Андрей с изумлением и чувством глубокого уважения взглянул на генерала.
– Отец тебе что-то рассказывал о Гражданской войне? – спросил генерал.
– Ну, так, немного, – ответил Андрей.
– Да узнаю я Гришку – молчун и скромняга. Что он там мог рассказывать? Ты вот знаешь, откуда на спине твоего бати шрам?
– Ну да, он говорил, в бою получил.
– Да, в бою… – задумался генерал.– Зимой, в декабре 1919 года, у нас был встречный бой с белоказаками генерала Деникина на Донбассе.
Страшный был бой в районе севернее Бахмута. Две конные лавы шли друг на друга, а я тебе скажу, страшнее боя я в своей жизни не видал.
Тогда, по десять тысяч сабель с каждой стороны шли, по сути, в рукопашную. И вот во время боя мой конь был пронзен казацкой пикой и упал, как подкошенный, придавив мне ноги.
Я начал из него выбираться, вижу: рядом Гришка. Увидел меня, спешился и бежит ко мне на помощь. А вокруг идет бой не на жизнь, а на смерть.
Казаки белые и красные направо и налево машут шашками, кто на конях еще, кто уже на ногах. То тут, то там вспыхивают рукопашные схватки один на один.
Наши конармейцы остервенело рубят, режут деникинцев, ну а они нас… всюду кровь, грязь, крики, стоны. А я как бревно валяюсь, вылезти из-под коня не могу.
И вдруг вижу: на меня скачет здоровенный деникинец, размахивая шашкой. Именно на меня скачет, – продолжил генерал.
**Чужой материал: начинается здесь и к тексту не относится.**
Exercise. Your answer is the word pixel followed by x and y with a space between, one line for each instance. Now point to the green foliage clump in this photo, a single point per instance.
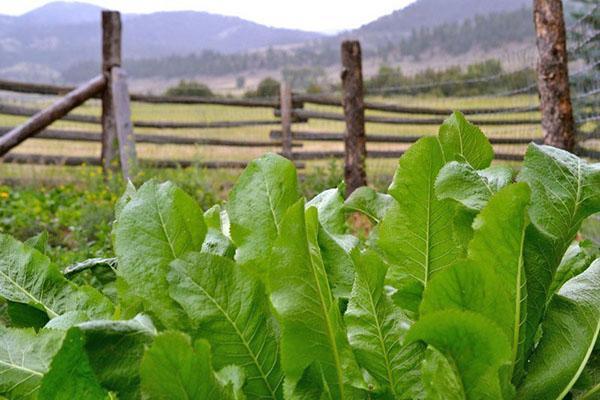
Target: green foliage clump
pixel 470 285
pixel 268 87
pixel 190 88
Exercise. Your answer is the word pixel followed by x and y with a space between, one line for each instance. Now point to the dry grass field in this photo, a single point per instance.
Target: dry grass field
pixel 212 113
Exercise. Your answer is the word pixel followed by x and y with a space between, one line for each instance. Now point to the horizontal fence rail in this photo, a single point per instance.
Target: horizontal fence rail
pixel 321 155
pixel 307 114
pixel 56 90
pixel 91 119
pixel 338 137
pixel 88 136
pixel 45 117
pixel 376 106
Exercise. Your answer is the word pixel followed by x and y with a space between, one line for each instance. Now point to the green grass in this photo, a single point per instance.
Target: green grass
pixel 211 113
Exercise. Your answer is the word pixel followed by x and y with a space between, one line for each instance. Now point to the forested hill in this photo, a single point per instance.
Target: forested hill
pixel 431 13
pixel 189 44
pixel 482 32
pixel 61 34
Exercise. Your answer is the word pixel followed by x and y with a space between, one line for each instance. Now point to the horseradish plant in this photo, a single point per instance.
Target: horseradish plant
pixel 469 286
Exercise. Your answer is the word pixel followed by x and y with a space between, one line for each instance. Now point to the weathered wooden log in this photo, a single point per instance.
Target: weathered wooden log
pixel 89 136
pixel 124 129
pixel 374 154
pixel 59 160
pixel 285 99
pixel 338 137
pixel 202 125
pixel 20 111
pixel 47 116
pixel 394 108
pixel 553 74
pixel 355 149
pixel 307 114
pixel 111 57
pixel 253 103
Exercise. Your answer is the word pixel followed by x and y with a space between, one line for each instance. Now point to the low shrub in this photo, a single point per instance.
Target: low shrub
pixel 470 285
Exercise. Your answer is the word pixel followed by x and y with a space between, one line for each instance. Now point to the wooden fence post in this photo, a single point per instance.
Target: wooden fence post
pixel 111 57
pixel 355 152
pixel 285 104
pixel 123 126
pixel 553 75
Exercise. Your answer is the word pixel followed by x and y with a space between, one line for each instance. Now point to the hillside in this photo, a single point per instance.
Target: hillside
pixel 174 45
pixel 60 34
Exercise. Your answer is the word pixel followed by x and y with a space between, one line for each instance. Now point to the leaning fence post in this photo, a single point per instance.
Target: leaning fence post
pixel 285 104
pixel 111 57
pixel 355 152
pixel 553 74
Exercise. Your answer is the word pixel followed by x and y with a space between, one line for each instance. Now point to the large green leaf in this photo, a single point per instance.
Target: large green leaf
pixel 369 202
pixel 305 307
pixel 229 308
pixel 570 331
pixel 470 187
pixel 565 190
pixel 441 380
pixel 24 359
pixel 334 241
pixel 159 224
pixel 71 376
pixel 492 280
pixel 462 141
pixel 115 350
pixel 376 327
pixel 474 344
pixel 216 241
pixel 578 257
pixel 173 369
pixel 257 203
pixel 416 233
pixel 29 277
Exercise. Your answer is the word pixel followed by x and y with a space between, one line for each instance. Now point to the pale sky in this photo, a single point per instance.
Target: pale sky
pixel 315 15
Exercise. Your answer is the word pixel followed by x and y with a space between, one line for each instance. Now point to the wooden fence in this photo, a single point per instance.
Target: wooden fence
pixel 118 138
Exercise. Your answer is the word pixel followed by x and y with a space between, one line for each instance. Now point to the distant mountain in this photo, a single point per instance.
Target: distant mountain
pixel 428 14
pixel 60 34
pixel 187 44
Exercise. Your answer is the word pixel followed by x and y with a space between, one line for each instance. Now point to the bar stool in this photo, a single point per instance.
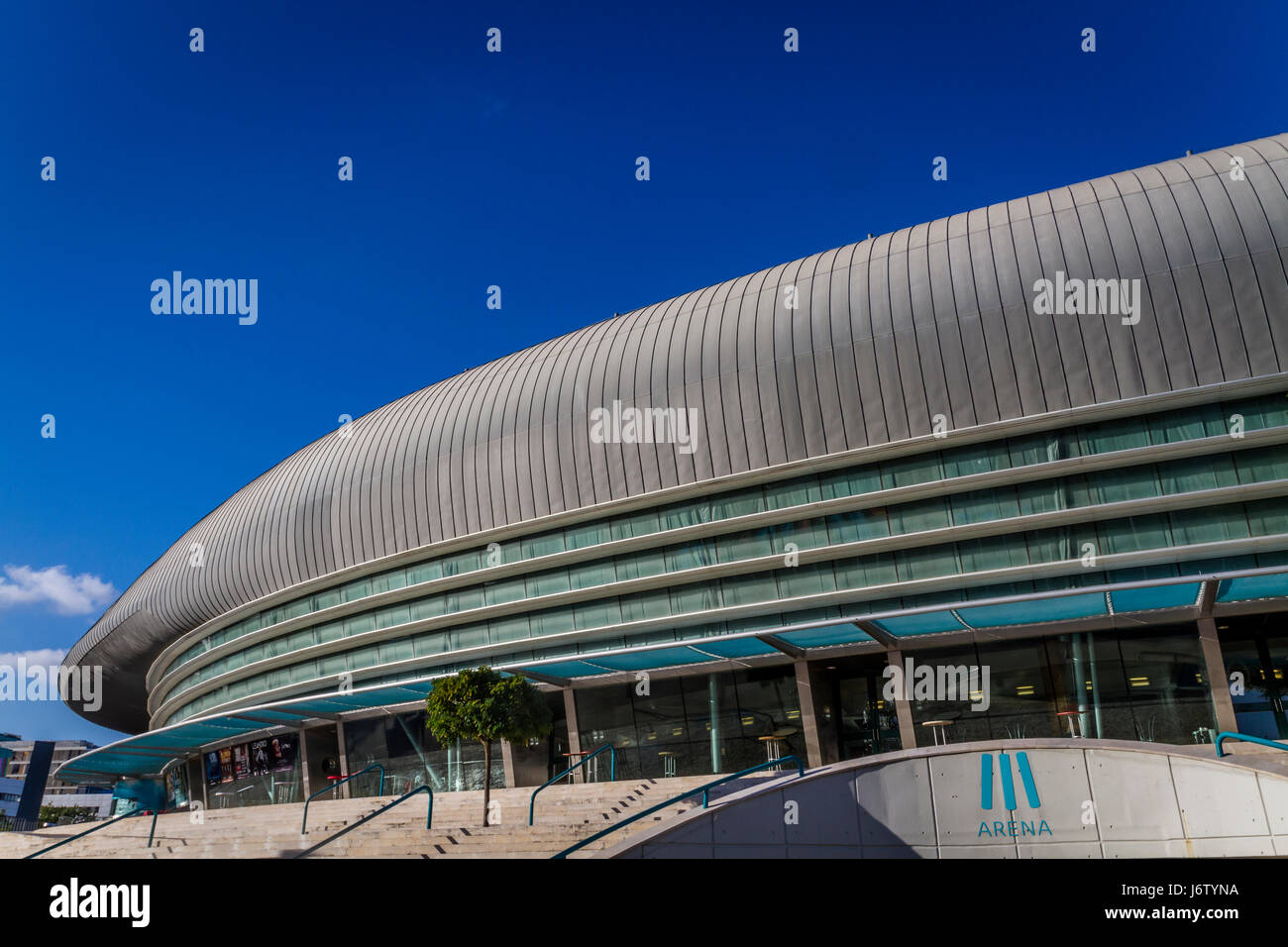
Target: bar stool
pixel 939 731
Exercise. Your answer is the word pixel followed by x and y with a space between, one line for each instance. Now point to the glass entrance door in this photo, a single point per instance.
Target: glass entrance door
pixel 867 722
pixel 1256 660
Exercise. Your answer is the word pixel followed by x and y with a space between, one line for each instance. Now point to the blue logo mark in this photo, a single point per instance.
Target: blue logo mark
pixel 1012 827
pixel 986 781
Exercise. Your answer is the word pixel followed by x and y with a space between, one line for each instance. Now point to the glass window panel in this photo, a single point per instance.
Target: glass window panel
pixel 1267 464
pixel 806 579
pixel 745 545
pixel 587 535
pixel 1117 436
pixel 857 526
pixel 1124 483
pixel 926 564
pixel 739 504
pixel 907 472
pixel 992 553
pixel 429 607
pixel 1198 474
pixel 1267 517
pixel 505 590
pixel 359 624
pixel 553 621
pixel 1211 525
pixel 464 599
pixel 629 525
pixel 591 574
pixel 850 482
pixel 794 492
pixel 510 628
pixel 686 556
pixel 601 613
pixel 424 573
pixel 806 534
pixel 695 598
pixel 469 635
pixel 1133 534
pixel 917 517
pixel 393 615
pixel 647 604
pixel 552 581
pixel 326 599
pixel 649 562
pixel 352 591
pixel 745 590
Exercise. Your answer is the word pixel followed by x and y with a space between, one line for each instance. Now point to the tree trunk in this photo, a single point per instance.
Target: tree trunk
pixel 487 777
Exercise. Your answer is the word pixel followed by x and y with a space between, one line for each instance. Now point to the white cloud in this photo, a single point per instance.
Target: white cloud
pixel 43 657
pixel 22 585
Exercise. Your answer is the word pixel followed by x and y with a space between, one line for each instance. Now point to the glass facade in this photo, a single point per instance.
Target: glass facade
pixel 413 758
pixel 954 531
pixel 706 723
pixel 1141 685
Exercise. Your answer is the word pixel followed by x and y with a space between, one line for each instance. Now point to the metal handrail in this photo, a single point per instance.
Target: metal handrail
pixel 673 800
pixel 612 775
pixel 103 825
pixel 370 815
pixel 380 791
pixel 1245 738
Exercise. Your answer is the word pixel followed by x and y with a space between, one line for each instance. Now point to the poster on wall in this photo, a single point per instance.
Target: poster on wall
pixel 282 753
pixel 241 762
pixel 261 758
pixel 175 788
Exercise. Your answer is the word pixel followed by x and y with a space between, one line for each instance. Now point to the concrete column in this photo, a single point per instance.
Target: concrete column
pixel 902 707
pixel 344 758
pixel 574 729
pixel 1216 676
pixel 809 703
pixel 301 761
pixel 507 763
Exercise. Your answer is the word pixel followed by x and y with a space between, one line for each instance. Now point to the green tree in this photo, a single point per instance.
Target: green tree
pixel 484 705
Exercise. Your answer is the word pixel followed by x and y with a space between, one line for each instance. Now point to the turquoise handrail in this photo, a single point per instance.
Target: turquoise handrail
pixel 1245 738
pixel 380 791
pixel 386 806
pixel 612 775
pixel 103 825
pixel 673 800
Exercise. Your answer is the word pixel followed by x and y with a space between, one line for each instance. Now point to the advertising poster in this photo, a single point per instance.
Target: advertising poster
pixel 261 758
pixel 241 762
pixel 282 753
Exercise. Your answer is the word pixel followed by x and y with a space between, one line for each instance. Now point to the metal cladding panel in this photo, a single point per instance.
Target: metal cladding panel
pixel 935 318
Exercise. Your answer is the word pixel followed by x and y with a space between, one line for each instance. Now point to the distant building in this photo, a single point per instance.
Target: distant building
pixel 27 774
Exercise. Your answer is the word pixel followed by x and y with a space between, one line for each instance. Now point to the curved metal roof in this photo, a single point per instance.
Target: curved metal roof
pixel 934 318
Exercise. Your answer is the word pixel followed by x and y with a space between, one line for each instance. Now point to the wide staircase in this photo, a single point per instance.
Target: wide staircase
pixel 565 814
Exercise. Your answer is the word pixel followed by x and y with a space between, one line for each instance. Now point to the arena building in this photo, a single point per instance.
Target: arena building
pixel 1046 440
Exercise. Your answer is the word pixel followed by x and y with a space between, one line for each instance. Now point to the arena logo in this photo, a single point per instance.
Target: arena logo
pixel 1074 296
pixel 644 425
pixel 965 684
pixel 73 899
pixel 1012 827
pixel 80 685
pixel 210 298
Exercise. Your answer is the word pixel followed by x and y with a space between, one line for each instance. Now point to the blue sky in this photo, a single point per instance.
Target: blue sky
pixel 476 169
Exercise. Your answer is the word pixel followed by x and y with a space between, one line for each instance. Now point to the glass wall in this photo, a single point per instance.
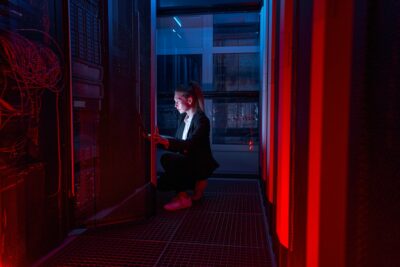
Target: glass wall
pixel 221 52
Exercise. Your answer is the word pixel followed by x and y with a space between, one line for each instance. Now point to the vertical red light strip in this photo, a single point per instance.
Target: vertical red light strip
pixel 71 106
pixel 271 64
pixel 284 120
pixel 153 93
pixel 315 136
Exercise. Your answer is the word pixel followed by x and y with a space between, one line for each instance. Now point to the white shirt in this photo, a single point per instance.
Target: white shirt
pixel 187 121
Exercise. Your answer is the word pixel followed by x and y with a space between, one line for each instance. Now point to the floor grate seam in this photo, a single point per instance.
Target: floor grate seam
pixel 227 213
pixel 172 236
pixel 215 244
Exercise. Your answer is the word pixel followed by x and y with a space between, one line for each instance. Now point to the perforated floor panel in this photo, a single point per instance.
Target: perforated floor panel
pixel 226 229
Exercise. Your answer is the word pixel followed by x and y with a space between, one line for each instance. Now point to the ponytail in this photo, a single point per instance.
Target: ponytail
pixel 197 93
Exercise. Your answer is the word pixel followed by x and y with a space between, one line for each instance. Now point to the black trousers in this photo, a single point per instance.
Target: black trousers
pixel 178 173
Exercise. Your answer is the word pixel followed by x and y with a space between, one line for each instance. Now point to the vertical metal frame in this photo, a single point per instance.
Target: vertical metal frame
pixel 153 90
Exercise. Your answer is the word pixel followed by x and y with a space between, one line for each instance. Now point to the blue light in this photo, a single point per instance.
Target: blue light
pixel 178 21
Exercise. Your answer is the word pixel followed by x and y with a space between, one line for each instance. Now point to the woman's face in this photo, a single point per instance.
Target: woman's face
pixel 182 104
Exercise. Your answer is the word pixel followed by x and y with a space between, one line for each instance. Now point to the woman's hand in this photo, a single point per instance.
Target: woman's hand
pixel 158 139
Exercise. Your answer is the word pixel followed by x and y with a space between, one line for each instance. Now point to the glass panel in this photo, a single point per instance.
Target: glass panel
pixel 167 116
pixel 173 70
pixel 180 32
pixel 235 122
pixel 237 72
pixel 236 29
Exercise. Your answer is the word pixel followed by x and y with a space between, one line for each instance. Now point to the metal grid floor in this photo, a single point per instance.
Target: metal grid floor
pixel 227 229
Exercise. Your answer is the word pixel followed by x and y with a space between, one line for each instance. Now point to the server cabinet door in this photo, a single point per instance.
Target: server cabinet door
pixel 111 65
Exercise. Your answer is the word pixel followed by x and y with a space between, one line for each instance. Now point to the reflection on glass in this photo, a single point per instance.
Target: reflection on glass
pixel 180 32
pixel 237 72
pixel 241 29
pixel 167 116
pixel 235 123
pixel 173 70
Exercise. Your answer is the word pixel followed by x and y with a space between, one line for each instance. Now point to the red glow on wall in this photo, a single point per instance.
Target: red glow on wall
pixel 284 121
pixel 314 162
pixel 272 105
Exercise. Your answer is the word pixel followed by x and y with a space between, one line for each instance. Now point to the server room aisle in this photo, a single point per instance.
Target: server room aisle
pixel 227 229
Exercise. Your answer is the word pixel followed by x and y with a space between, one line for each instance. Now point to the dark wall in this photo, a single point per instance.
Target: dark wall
pixel 374 185
pixel 34 136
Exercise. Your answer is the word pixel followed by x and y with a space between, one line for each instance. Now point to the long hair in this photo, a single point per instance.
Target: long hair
pixel 193 89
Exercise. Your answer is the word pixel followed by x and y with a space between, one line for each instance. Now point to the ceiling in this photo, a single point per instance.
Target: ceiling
pixel 206 6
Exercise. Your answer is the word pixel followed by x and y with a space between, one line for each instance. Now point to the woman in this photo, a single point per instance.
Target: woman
pixel 192 162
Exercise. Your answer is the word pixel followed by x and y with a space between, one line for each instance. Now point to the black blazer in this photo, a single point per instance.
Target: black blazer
pixel 197 144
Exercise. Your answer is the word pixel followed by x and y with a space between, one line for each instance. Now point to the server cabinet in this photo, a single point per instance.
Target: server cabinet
pixel 110 48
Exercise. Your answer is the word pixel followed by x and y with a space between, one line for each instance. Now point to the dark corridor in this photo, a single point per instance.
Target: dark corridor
pixel 227 229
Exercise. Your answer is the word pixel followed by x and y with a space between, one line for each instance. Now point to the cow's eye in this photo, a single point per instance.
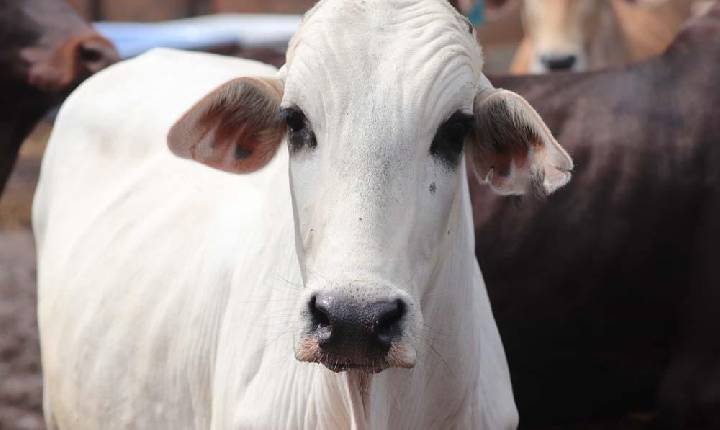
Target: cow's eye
pixel 450 137
pixel 299 133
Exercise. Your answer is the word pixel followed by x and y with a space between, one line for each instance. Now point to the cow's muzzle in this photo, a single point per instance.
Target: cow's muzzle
pixel 345 332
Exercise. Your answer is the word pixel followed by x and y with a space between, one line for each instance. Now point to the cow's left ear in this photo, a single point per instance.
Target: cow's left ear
pixel 236 128
pixel 512 149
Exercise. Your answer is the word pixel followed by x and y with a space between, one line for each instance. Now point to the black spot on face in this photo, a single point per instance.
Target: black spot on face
pixel 300 135
pixel 448 143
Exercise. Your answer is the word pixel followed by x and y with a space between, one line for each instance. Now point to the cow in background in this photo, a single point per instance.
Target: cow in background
pixel 607 294
pixel 46 50
pixel 588 34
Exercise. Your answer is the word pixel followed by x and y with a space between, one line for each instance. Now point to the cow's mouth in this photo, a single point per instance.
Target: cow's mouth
pixel 309 351
pixel 337 364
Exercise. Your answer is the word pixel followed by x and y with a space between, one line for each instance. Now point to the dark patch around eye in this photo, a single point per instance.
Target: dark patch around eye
pixel 300 135
pixel 448 143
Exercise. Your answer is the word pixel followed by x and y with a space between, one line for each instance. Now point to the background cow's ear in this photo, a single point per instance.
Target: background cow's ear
pixel 236 128
pixel 513 150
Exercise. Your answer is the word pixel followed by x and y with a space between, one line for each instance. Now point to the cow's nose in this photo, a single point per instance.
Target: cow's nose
pixel 352 329
pixel 556 62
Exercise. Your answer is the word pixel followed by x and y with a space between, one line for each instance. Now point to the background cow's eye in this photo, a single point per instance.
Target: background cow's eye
pixel 299 133
pixel 450 137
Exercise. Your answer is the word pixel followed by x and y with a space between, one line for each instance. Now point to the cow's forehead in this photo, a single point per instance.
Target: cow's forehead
pixel 410 51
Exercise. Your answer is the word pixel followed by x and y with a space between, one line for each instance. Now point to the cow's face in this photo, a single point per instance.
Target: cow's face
pixel 378 103
pixel 48 47
pixel 560 32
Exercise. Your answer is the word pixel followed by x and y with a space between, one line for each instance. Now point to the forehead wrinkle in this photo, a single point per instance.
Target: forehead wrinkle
pixel 403 60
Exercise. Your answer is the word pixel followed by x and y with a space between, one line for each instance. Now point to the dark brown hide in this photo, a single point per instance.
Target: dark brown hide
pixel 607 295
pixel 46 49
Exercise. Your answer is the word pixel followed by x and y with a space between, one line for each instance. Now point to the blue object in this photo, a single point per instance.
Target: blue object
pixel 133 38
pixel 476 15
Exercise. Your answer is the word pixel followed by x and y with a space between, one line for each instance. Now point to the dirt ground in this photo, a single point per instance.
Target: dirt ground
pixel 20 382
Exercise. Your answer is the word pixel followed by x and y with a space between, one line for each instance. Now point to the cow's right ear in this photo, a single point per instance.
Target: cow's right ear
pixel 236 128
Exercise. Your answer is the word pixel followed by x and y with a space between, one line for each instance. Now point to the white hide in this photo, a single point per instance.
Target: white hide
pixel 169 290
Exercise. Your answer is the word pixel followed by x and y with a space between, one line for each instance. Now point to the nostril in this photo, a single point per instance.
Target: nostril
pixel 388 324
pixel 319 313
pixel 558 62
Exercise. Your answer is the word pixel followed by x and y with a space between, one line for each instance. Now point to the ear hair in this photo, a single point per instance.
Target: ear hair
pixel 513 149
pixel 236 128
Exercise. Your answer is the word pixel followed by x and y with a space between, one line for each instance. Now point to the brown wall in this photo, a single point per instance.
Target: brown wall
pixel 141 10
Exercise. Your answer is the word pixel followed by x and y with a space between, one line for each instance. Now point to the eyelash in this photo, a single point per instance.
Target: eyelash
pixel 449 140
pixel 299 133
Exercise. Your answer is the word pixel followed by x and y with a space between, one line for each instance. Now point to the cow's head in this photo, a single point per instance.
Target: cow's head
pixel 48 47
pixel 561 31
pixel 378 104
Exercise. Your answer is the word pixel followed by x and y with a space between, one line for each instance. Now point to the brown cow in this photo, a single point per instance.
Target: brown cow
pixel 46 49
pixel 607 294
pixel 590 34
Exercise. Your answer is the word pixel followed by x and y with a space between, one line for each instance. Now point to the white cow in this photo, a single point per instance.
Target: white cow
pixel 334 284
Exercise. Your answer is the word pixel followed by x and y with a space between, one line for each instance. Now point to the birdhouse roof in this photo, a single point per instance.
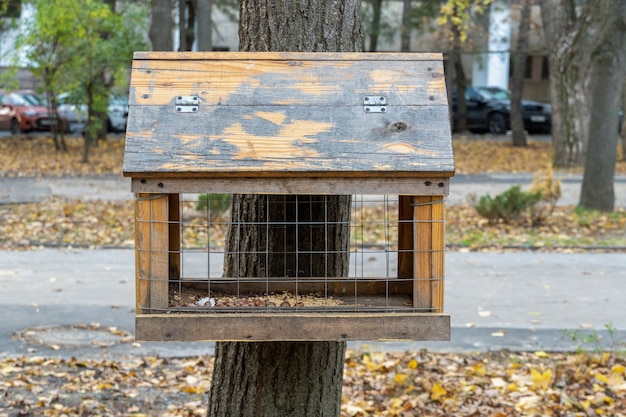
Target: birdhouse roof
pixel 279 114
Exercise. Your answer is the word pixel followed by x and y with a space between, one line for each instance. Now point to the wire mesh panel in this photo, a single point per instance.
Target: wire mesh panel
pixel 279 254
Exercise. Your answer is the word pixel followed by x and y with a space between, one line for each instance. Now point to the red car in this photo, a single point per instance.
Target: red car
pixel 23 111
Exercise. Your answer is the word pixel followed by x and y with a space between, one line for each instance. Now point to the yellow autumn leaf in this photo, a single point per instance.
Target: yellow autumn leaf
pixel 618 369
pixel 400 379
pixel 395 403
pixel 601 378
pixel 437 391
pixel 541 380
pixel 194 390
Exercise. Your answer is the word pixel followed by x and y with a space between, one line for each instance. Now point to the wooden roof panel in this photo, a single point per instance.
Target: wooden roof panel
pixel 287 117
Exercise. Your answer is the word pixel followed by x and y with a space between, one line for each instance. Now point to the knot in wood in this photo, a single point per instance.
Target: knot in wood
pixel 398 127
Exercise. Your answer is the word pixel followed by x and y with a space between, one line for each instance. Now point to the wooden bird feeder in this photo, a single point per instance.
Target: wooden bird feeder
pixel 206 126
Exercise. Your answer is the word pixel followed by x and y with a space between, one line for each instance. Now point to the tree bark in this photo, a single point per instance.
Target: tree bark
pixel 573 39
pixel 606 75
pixel 405 44
pixel 519 68
pixel 287 378
pixel 375 32
pixel 205 25
pixel 622 128
pixel 161 26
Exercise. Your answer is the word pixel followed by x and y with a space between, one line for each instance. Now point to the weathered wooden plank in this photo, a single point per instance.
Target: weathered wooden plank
pixel 293 327
pixel 422 239
pixel 333 286
pixel 423 185
pixel 254 140
pixel 270 82
pixel 174 235
pixel 152 251
pixel 290 56
pixel 406 246
pixel 438 251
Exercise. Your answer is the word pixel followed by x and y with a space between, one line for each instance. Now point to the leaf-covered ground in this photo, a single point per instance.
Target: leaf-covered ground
pixel 78 223
pixel 474 154
pixel 496 384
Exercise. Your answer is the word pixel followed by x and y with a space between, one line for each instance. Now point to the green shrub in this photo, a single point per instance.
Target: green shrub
pixel 214 203
pixel 508 206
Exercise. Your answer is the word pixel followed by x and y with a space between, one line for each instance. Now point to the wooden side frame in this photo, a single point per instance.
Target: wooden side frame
pixel 152 251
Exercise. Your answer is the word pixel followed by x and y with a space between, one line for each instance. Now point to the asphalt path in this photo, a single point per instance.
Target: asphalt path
pixel 518 301
pixel 116 187
pixel 52 299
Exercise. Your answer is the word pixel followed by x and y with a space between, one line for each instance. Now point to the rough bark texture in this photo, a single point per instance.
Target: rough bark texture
pixel 405 37
pixel 160 25
pixel 277 379
pixel 519 68
pixel 375 31
pixel 306 236
pixel 205 25
pixel 606 74
pixel 292 378
pixel 622 128
pixel 574 41
pixel 557 17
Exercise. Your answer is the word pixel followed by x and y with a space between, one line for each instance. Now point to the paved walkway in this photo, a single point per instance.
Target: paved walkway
pixel 28 189
pixel 521 301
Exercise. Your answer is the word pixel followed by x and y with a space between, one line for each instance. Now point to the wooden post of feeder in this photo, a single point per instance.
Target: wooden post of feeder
pixel 152 250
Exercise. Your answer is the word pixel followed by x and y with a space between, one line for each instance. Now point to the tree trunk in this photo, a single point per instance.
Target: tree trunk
pixel 606 75
pixel 205 25
pixel 572 40
pixel 161 26
pixel 375 31
pixel 461 87
pixel 405 44
pixel 288 378
pixel 519 69
pixel 622 128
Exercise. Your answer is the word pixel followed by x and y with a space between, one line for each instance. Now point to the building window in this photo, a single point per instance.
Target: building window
pixel 545 69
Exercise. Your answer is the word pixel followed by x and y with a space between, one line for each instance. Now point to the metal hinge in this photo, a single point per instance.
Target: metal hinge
pixel 375 104
pixel 187 104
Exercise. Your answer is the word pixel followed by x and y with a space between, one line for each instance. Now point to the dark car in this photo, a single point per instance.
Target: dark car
pixel 23 111
pixel 488 110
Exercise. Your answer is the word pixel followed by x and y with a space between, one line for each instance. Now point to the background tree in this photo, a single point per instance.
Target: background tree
pixel 375 28
pixel 82 47
pixel 457 17
pixel 160 20
pixel 519 70
pixel 46 42
pixel 288 378
pixel 587 61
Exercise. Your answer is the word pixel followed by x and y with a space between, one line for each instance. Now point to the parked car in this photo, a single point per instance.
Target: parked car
pixel 488 109
pixel 76 115
pixel 23 111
Я видел его глаза – безумные, налитые кровью, как у бешеного волка. Прискакав прямо ко мне, валявшемуся на земле, деникинец чуть сдержал лошадь, замахнулся шашкой… «Ну вот и всё», – подумал я… и в этот миг я увидел, как Гришка метнул ему прямо в грудь пластунский нож и прыгнул в мою сторону, закрыв меня своим телом.
По инерции казак, падая с коня, все-таки смог рубануть своей шашкой, но весь удар пришелся на спину закрывшего меня своим телом твоего бати.
А у меня только руку задело по касательной. С тех самых пор мы с твоим батей – кровные братья. Вытащил он меня из-под коня, перевязали мы как могли друг друга, споймали мне новую лошадь, и опять вступили в бой.
– Да, были времена… – вздохнул генерал дрогнувшим голосом, наполненным целым ворохом нахлынувших воспоминаний.– Мы в том бою под Бахмутом славную зарубу деникинцам устроили, – продолжил генерал.
Порубали мы их тысяч восемь, ну и они нас, конечно, потрепали… Но мы победили!
И теперь, и до скончания века на Донбассе будет Советская власть! – выдохнул генерал, его голос звучал уверенно, громко и раскатисто, как утренний гром.
– Вот такой… он твой батя, Андрюха! Вернемся в Москву, я обязательно найду Гришку, – сказал генерал. Вы приезжайте к нам домой или на дачу. Посидим, выпьем!
– На дачу! На дачу! – защебетала Лена, словно весенняя птичка. – Андрюшенька, – сказала она, прижимаясь к Андрею, как будто боясь, что он исчезнет, – тебе и твоим родителям у нас понравится! Вот увидишь! Папа, я умница, же? Вот нашла тебе сына твоего друга… – и шепотом добавила, прижимаясь еще теснее: – и себе тоже…
– Ладно, продолжай, Андрей. Что там про немецкого социал-демократа, товарища Железного ты говорил? Не слыхал я про такого…
– Ну, а что говорить? – продолжил Андрей, его голос стал глубже, словно отголосок далекой бури.
– В 1935 его арестовали как врага народа, и всё… Он пропал. Ни вестей, ни весточки. Мать Пашки была полькой по национальности и, взяв в охапку Пашку, срочно уехала в Польшу. С тех пор я его и не видел. Шесть лет не знал, что с ним и как он. А увидев вчера ночью… и чуть не убил.
В это время конвойный привел Пашку.
– Ну что, фриц, – начал генерал, его взгляд был холоден, как зимний ветер, – рассказывай, какое у вашей группы было задание?
– Я не фриц, товарищ генерал! Я – Павел Железнов, советский человек, … временно вывезенный за границу! – добавил Павел.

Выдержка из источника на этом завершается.